He has made many original contributions to the field of human
retrovirology in the area of HIV-1 and was an early pioneer in
the management of HIV/AIDS patients in the Caribbean.
Farley Richard Cleghorn
was born on 15th July, 1959 in San Fernando, Trinidad. He
attended Grant Memorial School and then Presentation College,
San Fernando. He taught for a year at the San Fernando
Technical Institute and, despite his love for literature and the
arts, he applied to study medicine at the Faculty of Medicine of
The University of the West Indies (UWI), Mona, Jamaica, and
graduated in 1982.
He had an early
interest in retroviruses and was instrumental in opening, in
1986, Trinidad's first clinic for HIV/AIDS, in partnership with
Professor Courtenay Bartholomew. This work eventually
led to a fellowship at the National Cancer Institute in the
United States and, in 1992, a Master of Public Health in
epidemiology and biostatistics at the School of Hygiene and
Public Health, Johns Hopkins University in Maryland, USA.
Dr Cleghorn held
several positions at the University of Maryland including
Assistant Professor, Deputy Director, and Senior Scientist in
the university's Institute of Human Virology, directed by Dr
Robert Gallo, one of the world's leading biomedical researchers
and the co-discoverer of HIV. During his tenure from 1995
to 2004, he built the Division of Epidemiology and Prevention
and its research programme became one of recognised excellence.
Currently, he is the
Senior Vice President and Chief Technical Officer of the Futures
Group International LLC, Washington, DC. Futures Group
International, formerly known as Constella Futures, has over 30
country offices worldwide and has a strong presence in India,
Africa, Asia, Latin America and the
Caribbean, supporting HIV/AIDS research, public health and
social programmes. He is also working with the Institute
of Human Virology, the Medical Research Foundation of Trinidad
and
Tobago, and UWI on joint HIV/AIDS research in the region.

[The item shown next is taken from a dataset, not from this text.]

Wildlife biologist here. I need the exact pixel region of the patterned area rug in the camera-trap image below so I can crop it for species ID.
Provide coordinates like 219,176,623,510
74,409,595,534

In addition, he is involved in providing training to health
professionals in the US, Caribbean, Brazil and Nigeria who are
working in the area of HIV/AIDS.
Among the awards he has
received are the Institute of Caribbean Studies' first award in
Medicine in 1993, and the Charles C Shepard Award in 1998 for
outstanding contribution to HIV/AIDS research from the Centers
for Disease Control and Prevention. In 2004, Dr Cleghorn
was honoured by the HIV Vaccine Trials Network for "vaccine
research and innovative and creative contributions."
Dr Farley Cleghorn
lives by the words of Thomas Paine, "Independence is my
happiness, and I view things as they are, without regard to
place or person; my country is the world, and my religion is to
do good."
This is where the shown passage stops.